ABOVE: I took this picture to show what most of the houses look like in the neighborhoods farther from downtown. I don't know how you'd describe them in proper architectural terminology, so here I go: they're typically low and wide, with big porches, big gardens, and a kind of chaotic, dilapidated look to them. It's great. That's how yards should be. Of course, there are also some stupid-looking houses with senseless amounts of grass, just like anywhere, but they seem to be in the minority.
ABOVE: Fred Meyer's - the Wal Mart of Portland. If you go around 9 PM, they slash the prices of their hot food by 50%. You can get a full hot dinner for 3 or 4 bucks. I've gone a few times for this, joining the crowd of other dinner-bargain-hunters. Its like a weird happy-hour of supermarket dining.
ABOVE: The Hawthorne neighborhood strip. In taking this photo I realized how difficult it is to take pictures of a street. You'll just have to trust me that it's a cool strip of bars and restaurants that seems to make overtures to college-aged people. It's the closest hub to where I've been parked. This is where I go at night when I want to get a beer. There's also a smaller Powell's here for book-browsing.
ABOVE: Rosie the cat, looking pensively toward the Portland skyline from my brother's apartment.

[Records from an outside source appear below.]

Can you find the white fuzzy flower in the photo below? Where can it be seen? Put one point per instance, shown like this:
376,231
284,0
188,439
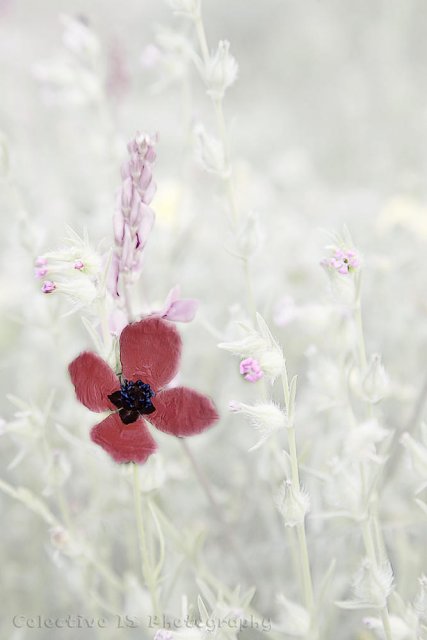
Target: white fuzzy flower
294,619
266,417
210,152
371,586
221,71
293,503
417,452
75,270
260,344
373,384
361,440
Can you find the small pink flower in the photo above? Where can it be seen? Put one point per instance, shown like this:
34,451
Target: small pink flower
48,286
343,262
251,370
133,218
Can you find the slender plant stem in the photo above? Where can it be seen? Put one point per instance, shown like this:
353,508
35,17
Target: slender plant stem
148,573
127,297
372,519
301,536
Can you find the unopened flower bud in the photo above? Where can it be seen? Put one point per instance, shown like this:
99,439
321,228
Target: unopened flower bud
250,369
221,71
293,503
375,384
210,153
48,286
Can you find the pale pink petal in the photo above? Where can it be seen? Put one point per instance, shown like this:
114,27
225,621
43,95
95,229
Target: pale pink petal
94,381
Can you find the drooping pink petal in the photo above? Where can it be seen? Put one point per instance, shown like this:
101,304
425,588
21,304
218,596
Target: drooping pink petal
182,412
124,442
93,380
150,351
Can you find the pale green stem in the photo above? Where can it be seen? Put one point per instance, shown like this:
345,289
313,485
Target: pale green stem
302,540
106,336
371,553
148,573
372,519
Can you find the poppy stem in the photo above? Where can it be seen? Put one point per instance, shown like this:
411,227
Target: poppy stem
148,573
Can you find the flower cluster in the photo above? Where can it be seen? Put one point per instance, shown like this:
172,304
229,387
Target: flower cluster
75,271
133,218
258,345
343,261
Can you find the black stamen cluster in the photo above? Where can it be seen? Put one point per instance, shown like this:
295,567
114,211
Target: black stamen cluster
133,399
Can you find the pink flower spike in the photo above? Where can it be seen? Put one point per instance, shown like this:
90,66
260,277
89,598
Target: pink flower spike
40,272
48,286
342,261
251,370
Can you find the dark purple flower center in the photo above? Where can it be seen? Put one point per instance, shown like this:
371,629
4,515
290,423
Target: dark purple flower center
133,399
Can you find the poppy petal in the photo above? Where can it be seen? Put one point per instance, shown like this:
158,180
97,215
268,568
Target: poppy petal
124,443
93,380
183,412
150,351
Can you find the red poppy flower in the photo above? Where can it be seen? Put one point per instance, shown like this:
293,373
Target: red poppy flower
150,353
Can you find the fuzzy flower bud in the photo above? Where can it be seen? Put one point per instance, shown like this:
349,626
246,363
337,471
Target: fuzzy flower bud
343,261
210,152
293,503
417,451
266,418
372,586
375,384
48,286
260,345
250,369
221,71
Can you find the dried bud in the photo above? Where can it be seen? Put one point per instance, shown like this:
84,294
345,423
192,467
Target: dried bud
221,71
210,152
293,503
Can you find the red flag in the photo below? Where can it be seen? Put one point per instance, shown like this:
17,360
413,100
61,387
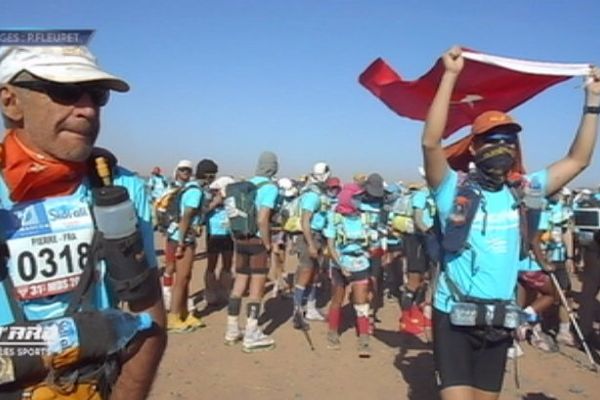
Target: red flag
486,82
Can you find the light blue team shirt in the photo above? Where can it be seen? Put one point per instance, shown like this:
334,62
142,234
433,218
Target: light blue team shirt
158,185
488,270
218,223
372,217
267,194
353,250
102,298
191,198
554,219
313,202
422,200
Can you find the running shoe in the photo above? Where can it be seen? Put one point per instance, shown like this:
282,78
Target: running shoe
233,334
514,351
194,322
257,341
364,348
410,323
299,321
176,325
543,342
333,341
566,338
313,314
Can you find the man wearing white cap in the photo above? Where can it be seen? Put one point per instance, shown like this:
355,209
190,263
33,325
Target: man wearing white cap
50,99
309,245
218,243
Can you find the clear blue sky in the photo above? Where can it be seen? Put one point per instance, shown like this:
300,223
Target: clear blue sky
228,79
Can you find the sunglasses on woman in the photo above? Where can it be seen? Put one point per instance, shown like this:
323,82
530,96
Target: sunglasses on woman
499,138
68,93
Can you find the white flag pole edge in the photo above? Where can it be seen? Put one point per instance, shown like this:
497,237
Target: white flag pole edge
530,67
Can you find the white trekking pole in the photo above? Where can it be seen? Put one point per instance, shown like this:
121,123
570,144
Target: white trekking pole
571,314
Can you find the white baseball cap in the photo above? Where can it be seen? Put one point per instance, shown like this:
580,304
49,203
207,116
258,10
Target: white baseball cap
321,172
185,164
221,183
62,64
287,186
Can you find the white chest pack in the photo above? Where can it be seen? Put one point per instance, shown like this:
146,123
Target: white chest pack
48,242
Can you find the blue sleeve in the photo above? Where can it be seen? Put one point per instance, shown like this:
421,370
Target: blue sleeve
192,198
419,200
544,223
267,196
540,176
310,201
139,197
444,194
528,264
329,231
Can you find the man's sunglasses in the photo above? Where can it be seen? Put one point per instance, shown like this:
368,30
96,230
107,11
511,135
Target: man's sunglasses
68,93
500,138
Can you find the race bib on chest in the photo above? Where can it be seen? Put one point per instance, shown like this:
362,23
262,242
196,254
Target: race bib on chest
48,241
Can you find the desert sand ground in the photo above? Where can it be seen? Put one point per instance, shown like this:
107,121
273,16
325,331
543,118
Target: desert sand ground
198,365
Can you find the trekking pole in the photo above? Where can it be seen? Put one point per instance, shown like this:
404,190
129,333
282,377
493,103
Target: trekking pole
571,313
308,339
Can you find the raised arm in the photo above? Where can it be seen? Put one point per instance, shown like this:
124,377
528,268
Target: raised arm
434,159
580,152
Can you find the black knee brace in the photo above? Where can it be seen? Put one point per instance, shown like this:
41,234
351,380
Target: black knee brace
233,308
407,299
253,310
260,271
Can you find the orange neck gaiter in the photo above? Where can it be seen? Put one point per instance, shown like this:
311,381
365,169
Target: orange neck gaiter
32,176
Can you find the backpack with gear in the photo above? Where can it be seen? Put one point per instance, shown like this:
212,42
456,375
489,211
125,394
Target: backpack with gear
402,211
168,207
240,204
291,214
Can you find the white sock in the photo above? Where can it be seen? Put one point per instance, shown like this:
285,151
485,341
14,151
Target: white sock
531,312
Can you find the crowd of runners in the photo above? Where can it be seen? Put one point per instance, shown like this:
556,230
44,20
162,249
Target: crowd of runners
371,241
479,258
478,255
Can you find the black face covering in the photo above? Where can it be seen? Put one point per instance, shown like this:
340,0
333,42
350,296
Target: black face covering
493,163
371,200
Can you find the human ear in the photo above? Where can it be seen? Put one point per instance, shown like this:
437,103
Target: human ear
11,104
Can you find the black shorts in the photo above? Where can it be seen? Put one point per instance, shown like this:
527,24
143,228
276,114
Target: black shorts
375,267
464,359
339,279
301,247
417,260
562,276
251,256
218,244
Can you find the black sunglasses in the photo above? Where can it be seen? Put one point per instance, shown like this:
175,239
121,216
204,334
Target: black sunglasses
68,93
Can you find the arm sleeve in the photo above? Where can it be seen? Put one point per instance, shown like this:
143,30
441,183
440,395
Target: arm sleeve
329,231
139,197
444,194
310,201
192,198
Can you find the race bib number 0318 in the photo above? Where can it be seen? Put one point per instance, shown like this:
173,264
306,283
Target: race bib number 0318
49,244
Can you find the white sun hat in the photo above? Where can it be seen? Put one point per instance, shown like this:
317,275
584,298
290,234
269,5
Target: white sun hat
62,64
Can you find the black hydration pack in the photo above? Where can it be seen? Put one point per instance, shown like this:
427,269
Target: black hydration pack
469,199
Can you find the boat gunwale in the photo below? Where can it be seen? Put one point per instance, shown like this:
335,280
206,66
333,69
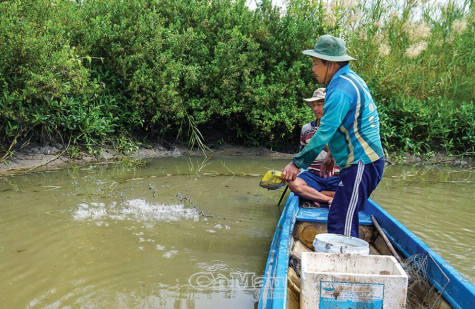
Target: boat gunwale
458,291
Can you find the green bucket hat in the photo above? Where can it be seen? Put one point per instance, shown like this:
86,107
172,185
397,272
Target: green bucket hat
329,48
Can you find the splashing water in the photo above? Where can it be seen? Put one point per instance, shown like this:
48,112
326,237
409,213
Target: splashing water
138,210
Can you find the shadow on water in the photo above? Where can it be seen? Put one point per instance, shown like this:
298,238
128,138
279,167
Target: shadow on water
183,232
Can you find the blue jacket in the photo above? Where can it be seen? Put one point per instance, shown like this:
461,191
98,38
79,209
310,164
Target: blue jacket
350,124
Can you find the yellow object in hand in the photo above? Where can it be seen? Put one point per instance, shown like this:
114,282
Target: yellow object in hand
272,180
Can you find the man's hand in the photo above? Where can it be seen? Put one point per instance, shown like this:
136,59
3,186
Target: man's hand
289,173
328,165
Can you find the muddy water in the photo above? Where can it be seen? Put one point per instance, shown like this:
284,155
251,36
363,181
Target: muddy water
183,232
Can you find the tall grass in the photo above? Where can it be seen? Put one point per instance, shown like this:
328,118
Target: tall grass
419,59
104,71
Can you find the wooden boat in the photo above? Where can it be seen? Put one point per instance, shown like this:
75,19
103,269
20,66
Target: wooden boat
433,284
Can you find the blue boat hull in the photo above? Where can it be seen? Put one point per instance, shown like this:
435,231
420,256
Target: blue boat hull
456,290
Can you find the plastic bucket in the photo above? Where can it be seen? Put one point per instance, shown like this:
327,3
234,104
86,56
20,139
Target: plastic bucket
335,243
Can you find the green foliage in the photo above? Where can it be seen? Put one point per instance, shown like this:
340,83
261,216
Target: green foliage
99,71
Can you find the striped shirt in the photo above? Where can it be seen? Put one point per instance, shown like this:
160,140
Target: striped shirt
350,124
306,134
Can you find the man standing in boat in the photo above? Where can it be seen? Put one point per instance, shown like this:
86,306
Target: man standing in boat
350,127
309,185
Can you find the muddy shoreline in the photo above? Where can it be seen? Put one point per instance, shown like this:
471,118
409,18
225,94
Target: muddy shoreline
47,157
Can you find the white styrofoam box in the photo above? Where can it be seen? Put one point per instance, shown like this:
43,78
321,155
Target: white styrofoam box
335,281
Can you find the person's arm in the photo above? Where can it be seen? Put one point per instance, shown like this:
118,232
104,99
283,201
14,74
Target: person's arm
328,166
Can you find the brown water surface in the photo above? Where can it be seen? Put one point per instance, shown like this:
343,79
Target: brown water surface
184,232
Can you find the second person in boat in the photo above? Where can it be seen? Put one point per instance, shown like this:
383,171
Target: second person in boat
314,189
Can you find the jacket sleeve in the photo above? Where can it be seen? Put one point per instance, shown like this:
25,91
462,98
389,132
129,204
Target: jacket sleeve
335,109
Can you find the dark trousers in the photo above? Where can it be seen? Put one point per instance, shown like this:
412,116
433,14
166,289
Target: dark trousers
356,184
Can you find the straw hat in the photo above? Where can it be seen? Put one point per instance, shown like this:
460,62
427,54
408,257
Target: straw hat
329,48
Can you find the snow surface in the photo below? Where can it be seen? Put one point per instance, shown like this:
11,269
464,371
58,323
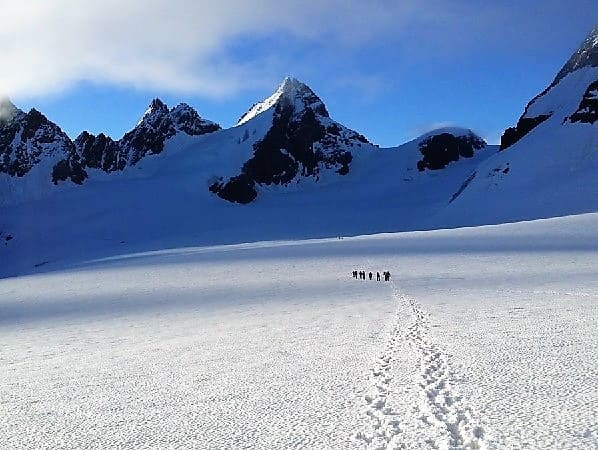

ABOVE: I hadn't showed the interior of the van in awhile, so I thought I would. I strung up an extra line to dry my gym clothes. I've kept the van parked more or less in the same spot since I've been here (with 2 or 3 voyages to my brother's neighborhood) and nobody has bothered me. I've been able to get my drinking water from my brother; I'm not sure where all the other RVers and van-dwellers get it (I haven't seen any of those 25 cent/per gallon vending machines like in the southwest). I also don't know where they go to dump waste, but since there are so many people living in vehicles, there must be some place.
I had been burning candles in the van to combat the moisture level (which may only combat it on the psychological level, but so be it) until I mentioned this to my friend Kate, and she said, "Dude, don't fucking burn candles in the van!" and alerted me to the very depressing health hazards of parafin (google it yourself to learn more). So now I'm in the market for beeswax candles.
Also, for people who follow van-dwelling, there's an important bill underway in Maine that will seriously curtail vehicle-living. Some people are afraid it will set a precedent for laws in other states: http://pressherald.mainetoday.com/story.php?id=255609&ac=PHnws
If you read that article, it basically sides with the bill, and portrays the campground owners as these pitiful business owners who have been unfairly harmed by Walmarts and whatnot. It doesn't describe how disgusting and overpriced most of these RV parks are, nor does it question WHY many campers might choose a parking lot over a campground (because RV parks are disgusting and overpriced). I know some RV parks are family businesses... I'd like to see them thrive, but they've got to come to their senses, and change the way they run their campgrounds if they want to draw in the modern frugal RVer.
Anyway... this is only a snippet of Portland. I'll keep taking photos and do another entry soon. Thanks for reading!